Both babies pinked up right away and were healthy, strong, absolutely perfect. I’m not sure what their apgars were, I need to get the record from the hospital. I also didn’t get the head circumferences.
I had no tearing and felt absolutely great. I immediately finished the sandwich that Brian had brought me for lunch. It was now 3 p.m., just 4 ½ hours since we started the biophysical profile, and 3 hours after being roomed in L&D.
I opted to spend the night in the hospital and come home the next day. Baby A (we still hadn’t decided on names until after we left the hospital) took to nursing right away, Baby B was a little bit slower to catch on, but both are nursing very well now. My nipples are really sore. I had some nasty afterbirth pains as the uterus came down, enough to ask for narcotics (have I mentioned my love for Vicodin? LOL). Pains are mostly gone now, I’m just waiting for my milk to come in and that lovely feeling of engorgement.
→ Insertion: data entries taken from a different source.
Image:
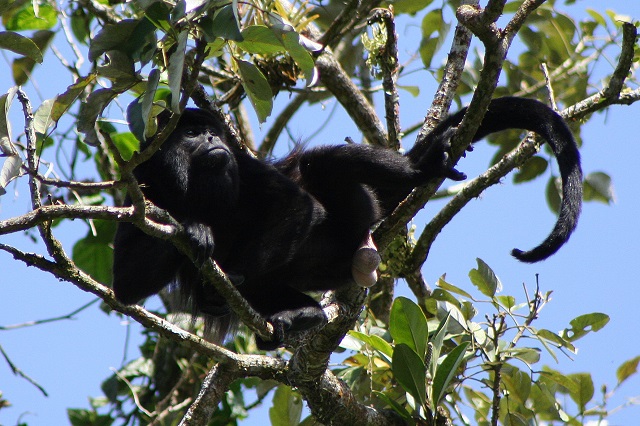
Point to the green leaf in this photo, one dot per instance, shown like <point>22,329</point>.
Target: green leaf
<point>554,338</point>
<point>9,171</point>
<point>300,55</point>
<point>223,24</point>
<point>445,372</point>
<point>20,44</point>
<point>582,325</point>
<point>257,88</point>
<point>598,187</point>
<point>376,342</point>
<point>451,288</point>
<point>28,19</point>
<point>627,369</point>
<point>23,67</point>
<point>146,102</point>
<point>6,147</point>
<point>408,325</point>
<point>287,407</point>
<point>175,68</point>
<point>89,112</point>
<point>398,408</point>
<point>64,101</point>
<point>529,356</point>
<point>558,378</point>
<point>485,279</point>
<point>260,40</point>
<point>80,417</point>
<point>111,37</point>
<point>126,143</point>
<point>409,370</point>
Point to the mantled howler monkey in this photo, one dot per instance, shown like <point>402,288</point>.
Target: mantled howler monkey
<point>280,229</point>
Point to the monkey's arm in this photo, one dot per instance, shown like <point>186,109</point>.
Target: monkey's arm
<point>142,264</point>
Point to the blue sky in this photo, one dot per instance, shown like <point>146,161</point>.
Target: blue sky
<point>595,272</point>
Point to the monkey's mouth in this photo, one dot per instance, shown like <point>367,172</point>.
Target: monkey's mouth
<point>215,157</point>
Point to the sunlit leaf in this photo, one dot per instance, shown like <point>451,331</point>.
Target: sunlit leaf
<point>408,325</point>
<point>20,44</point>
<point>410,372</point>
<point>485,279</point>
<point>175,68</point>
<point>445,372</point>
<point>28,19</point>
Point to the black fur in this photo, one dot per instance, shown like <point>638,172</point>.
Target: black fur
<point>285,228</point>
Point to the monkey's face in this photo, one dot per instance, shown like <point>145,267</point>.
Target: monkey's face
<point>206,150</point>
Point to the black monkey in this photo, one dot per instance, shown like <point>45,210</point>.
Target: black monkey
<point>281,229</point>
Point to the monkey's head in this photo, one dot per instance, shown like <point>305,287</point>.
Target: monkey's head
<point>195,164</point>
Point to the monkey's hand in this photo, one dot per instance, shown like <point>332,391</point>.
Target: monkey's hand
<point>201,239</point>
<point>437,160</point>
<point>291,321</point>
<point>365,262</point>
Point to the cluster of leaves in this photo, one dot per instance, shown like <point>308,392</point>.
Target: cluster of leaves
<point>451,360</point>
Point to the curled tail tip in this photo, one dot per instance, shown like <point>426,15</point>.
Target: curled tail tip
<point>530,256</point>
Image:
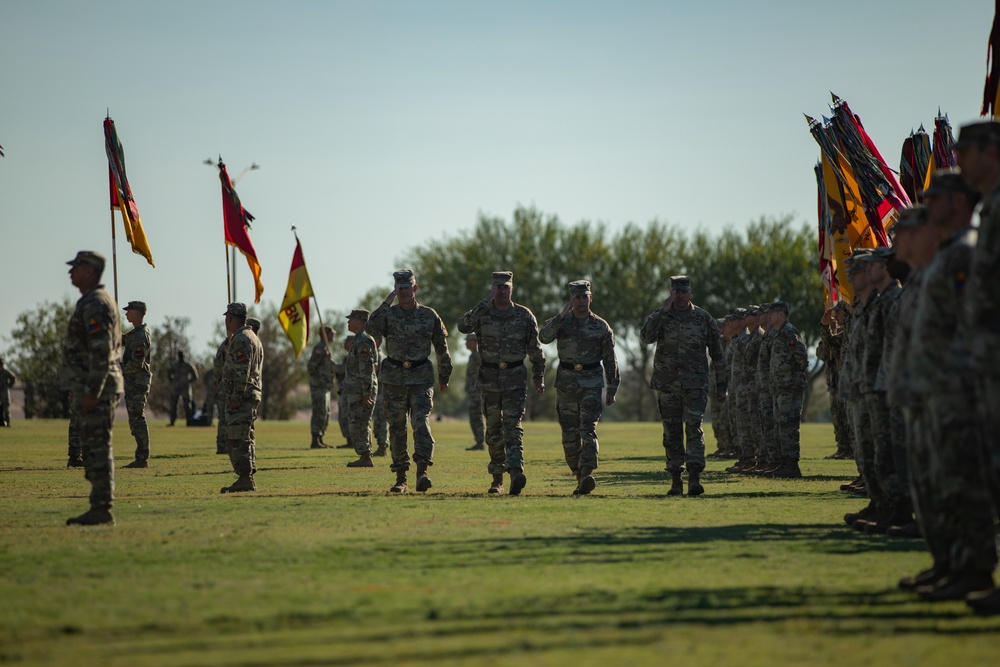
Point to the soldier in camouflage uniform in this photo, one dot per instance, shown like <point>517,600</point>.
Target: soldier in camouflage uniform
<point>410,330</point>
<point>475,397</point>
<point>788,364</point>
<point>682,332</point>
<point>241,391</point>
<point>136,353</point>
<point>585,342</point>
<point>360,387</point>
<point>320,368</point>
<point>7,380</point>
<point>507,332</point>
<point>91,355</point>
<point>978,150</point>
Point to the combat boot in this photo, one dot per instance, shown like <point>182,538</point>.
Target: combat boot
<point>676,485</point>
<point>95,516</point>
<point>364,461</point>
<point>423,481</point>
<point>400,486</point>
<point>517,481</point>
<point>496,487</point>
<point>694,483</point>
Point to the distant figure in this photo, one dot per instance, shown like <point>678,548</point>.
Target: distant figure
<point>181,375</point>
<point>7,380</point>
<point>136,355</point>
<point>91,354</point>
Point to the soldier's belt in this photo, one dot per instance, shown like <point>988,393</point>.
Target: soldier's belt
<point>504,364</point>
<point>578,367</point>
<point>408,363</point>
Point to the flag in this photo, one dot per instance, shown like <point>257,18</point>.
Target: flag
<point>121,193</point>
<point>237,223</point>
<point>294,315</point>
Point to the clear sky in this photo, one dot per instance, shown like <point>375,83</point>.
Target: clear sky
<point>380,124</point>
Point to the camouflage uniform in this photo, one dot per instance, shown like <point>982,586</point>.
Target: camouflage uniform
<point>241,383</point>
<point>680,379</point>
<point>361,382</point>
<point>136,371</point>
<point>321,371</point>
<point>91,354</point>
<point>583,346</point>
<point>181,375</point>
<point>505,338</point>
<point>475,397</point>
<point>408,376</point>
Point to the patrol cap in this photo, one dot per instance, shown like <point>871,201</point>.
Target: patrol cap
<point>501,278</point>
<point>948,181</point>
<point>981,132</point>
<point>680,283</point>
<point>237,309</point>
<point>404,278</point>
<point>88,258</point>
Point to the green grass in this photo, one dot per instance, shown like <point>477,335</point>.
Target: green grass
<point>321,566</point>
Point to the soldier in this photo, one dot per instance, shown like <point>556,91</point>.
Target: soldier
<point>136,355</point>
<point>360,387</point>
<point>410,330</point>
<point>585,342</point>
<point>7,380</point>
<point>507,332</point>
<point>181,375</point>
<point>682,332</point>
<point>216,388</point>
<point>241,391</point>
<point>321,369</point>
<point>475,397</point>
<point>788,364</point>
<point>91,354</point>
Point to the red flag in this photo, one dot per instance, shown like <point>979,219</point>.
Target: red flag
<point>237,224</point>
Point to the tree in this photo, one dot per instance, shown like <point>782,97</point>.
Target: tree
<point>36,357</point>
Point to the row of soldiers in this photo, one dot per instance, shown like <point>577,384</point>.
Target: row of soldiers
<point>914,375</point>
<point>767,360</point>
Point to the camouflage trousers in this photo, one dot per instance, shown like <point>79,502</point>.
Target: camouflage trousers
<point>884,460</point>
<point>579,410</point>
<point>186,396</point>
<point>787,418</point>
<point>682,411</point>
<point>342,420</point>
<point>240,435</point>
<point>359,417</point>
<point>135,404</point>
<point>504,411</point>
<point>94,428</point>
<point>476,419</point>
<point>768,447</point>
<point>956,515</point>
<point>321,411</point>
<point>416,402</point>
<point>379,424</point>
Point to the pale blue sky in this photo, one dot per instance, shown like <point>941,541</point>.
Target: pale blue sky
<point>380,124</point>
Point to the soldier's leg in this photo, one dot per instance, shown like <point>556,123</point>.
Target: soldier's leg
<point>568,413</point>
<point>695,402</point>
<point>396,411</point>
<point>492,408</point>
<point>671,407</point>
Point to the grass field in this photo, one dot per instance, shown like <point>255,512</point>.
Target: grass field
<point>322,567</point>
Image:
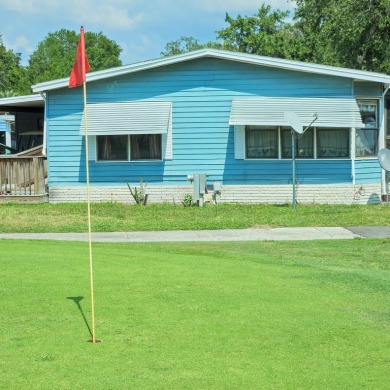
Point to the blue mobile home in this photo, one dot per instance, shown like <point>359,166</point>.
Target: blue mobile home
<point>222,114</point>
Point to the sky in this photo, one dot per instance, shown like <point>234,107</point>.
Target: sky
<point>141,27</point>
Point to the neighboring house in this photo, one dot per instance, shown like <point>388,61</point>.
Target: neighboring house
<point>222,114</point>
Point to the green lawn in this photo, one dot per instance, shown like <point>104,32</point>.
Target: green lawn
<point>108,217</point>
<point>255,315</point>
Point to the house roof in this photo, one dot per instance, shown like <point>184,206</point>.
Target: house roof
<point>30,101</point>
<point>224,55</point>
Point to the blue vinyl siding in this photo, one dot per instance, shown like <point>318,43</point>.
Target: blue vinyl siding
<point>367,171</point>
<point>201,92</point>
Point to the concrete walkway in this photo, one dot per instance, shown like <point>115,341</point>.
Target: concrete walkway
<point>257,234</point>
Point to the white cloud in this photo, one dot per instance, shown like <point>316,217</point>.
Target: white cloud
<point>20,43</point>
<point>111,13</point>
<point>241,6</point>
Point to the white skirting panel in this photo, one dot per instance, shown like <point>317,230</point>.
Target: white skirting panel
<point>275,194</point>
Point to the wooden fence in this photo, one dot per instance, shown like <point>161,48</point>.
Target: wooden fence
<point>22,175</point>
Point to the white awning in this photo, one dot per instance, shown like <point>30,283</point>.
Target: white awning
<point>332,112</point>
<point>134,117</point>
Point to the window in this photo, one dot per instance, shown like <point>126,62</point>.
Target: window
<point>303,144</point>
<point>272,142</point>
<point>112,148</point>
<point>367,137</point>
<point>332,143</point>
<point>261,142</point>
<point>117,147</point>
<point>145,147</point>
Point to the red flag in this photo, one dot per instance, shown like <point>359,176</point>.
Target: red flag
<point>81,65</point>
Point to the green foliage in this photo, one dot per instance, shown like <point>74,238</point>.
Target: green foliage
<point>349,33</point>
<point>139,194</point>
<point>13,76</point>
<point>258,315</point>
<point>187,44</point>
<point>266,33</point>
<point>187,201</point>
<point>55,55</point>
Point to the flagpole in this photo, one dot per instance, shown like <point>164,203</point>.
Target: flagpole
<point>77,78</point>
<point>89,211</point>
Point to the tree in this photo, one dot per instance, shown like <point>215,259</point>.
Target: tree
<point>13,77</point>
<point>265,33</point>
<point>187,44</point>
<point>349,33</point>
<point>55,55</point>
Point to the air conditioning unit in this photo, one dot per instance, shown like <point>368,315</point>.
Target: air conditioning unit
<point>199,186</point>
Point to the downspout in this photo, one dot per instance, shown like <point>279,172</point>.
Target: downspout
<point>386,89</point>
<point>44,125</point>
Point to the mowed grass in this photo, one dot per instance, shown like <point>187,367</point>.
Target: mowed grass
<point>109,217</point>
<point>255,315</point>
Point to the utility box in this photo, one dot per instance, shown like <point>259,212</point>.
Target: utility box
<point>217,188</point>
<point>199,183</point>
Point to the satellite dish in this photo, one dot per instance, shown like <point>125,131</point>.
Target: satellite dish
<point>384,158</point>
<point>294,121</point>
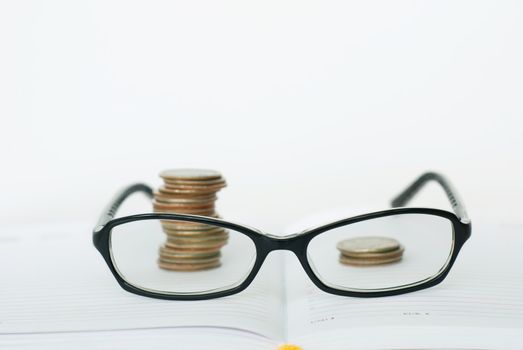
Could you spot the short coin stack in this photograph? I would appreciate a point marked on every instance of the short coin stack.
(372, 250)
(190, 246)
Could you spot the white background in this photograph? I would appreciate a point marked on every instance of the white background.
(303, 105)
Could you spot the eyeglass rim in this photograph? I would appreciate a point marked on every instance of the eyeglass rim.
(296, 243)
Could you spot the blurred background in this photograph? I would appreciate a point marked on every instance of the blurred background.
(302, 105)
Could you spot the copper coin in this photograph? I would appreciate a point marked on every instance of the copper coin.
(212, 230)
(184, 199)
(200, 246)
(179, 182)
(199, 188)
(181, 225)
(190, 174)
(175, 204)
(368, 262)
(188, 267)
(385, 255)
(187, 192)
(175, 254)
(367, 244)
(198, 236)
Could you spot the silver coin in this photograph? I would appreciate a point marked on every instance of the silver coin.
(368, 244)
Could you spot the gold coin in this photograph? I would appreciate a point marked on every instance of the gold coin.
(190, 174)
(367, 244)
(368, 262)
(188, 267)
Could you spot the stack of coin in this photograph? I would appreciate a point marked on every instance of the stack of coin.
(372, 250)
(190, 246)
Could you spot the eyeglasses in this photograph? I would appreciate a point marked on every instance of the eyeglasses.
(426, 244)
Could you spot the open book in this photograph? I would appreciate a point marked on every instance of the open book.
(57, 293)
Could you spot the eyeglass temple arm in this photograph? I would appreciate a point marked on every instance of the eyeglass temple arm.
(457, 204)
(110, 211)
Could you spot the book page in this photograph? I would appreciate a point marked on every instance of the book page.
(478, 305)
(54, 281)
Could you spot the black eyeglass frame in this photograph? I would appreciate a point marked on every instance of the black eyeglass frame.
(296, 243)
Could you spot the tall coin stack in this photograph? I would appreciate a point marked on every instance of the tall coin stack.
(190, 246)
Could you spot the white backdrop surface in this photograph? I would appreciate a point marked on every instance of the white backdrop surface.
(303, 105)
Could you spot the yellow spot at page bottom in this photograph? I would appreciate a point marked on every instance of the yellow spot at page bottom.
(289, 347)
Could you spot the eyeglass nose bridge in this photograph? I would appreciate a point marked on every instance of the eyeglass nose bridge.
(295, 243)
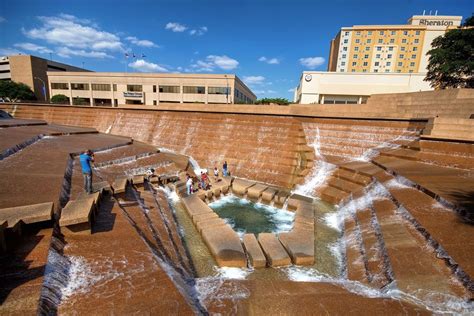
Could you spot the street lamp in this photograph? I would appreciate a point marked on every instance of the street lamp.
(44, 88)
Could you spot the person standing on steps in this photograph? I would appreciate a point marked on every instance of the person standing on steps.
(86, 158)
(224, 169)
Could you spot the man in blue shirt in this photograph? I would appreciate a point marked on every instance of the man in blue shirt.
(86, 158)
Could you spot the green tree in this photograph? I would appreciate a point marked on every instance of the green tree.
(451, 61)
(60, 99)
(15, 91)
(279, 101)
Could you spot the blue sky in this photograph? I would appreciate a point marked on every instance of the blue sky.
(267, 43)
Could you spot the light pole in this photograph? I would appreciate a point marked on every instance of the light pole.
(44, 88)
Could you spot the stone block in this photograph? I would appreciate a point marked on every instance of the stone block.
(28, 214)
(119, 185)
(225, 246)
(274, 251)
(78, 214)
(254, 252)
(254, 192)
(268, 194)
(240, 186)
(299, 243)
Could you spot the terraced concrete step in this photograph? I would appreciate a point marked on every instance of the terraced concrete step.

The babies are doing great – Carrie Anne (Baby A) is definitely the more aggressive one. She is more demanding, and nurses more eagerly. Allison is quite laid back about the whole thing, but has learned how to latch on and is doing a great job. I am not getting ANY sleep yet, but we’ll figure that out later. They are absolutely beautiful girls, so sweet and pink. Brian’s mother says they look just like he did as a baby. It’s not absolutely clear if they are identical or not, but they are VERY similar looking to me, and everyone mostly agrees. Carrie is bigger and she came out pinker, but my midwife says she is ruddier because she got more blood. They are too precious! Brian is over the moon, of course, these being his first progeny. He could not be happier, it is really sweet to see.
That's it for now. We're all just happy to be home and snuggling up with each other. I think I may not get a full night's sleep for at least another year, but it was all completely, totally, worth it. I'll be sure to post pictures soon.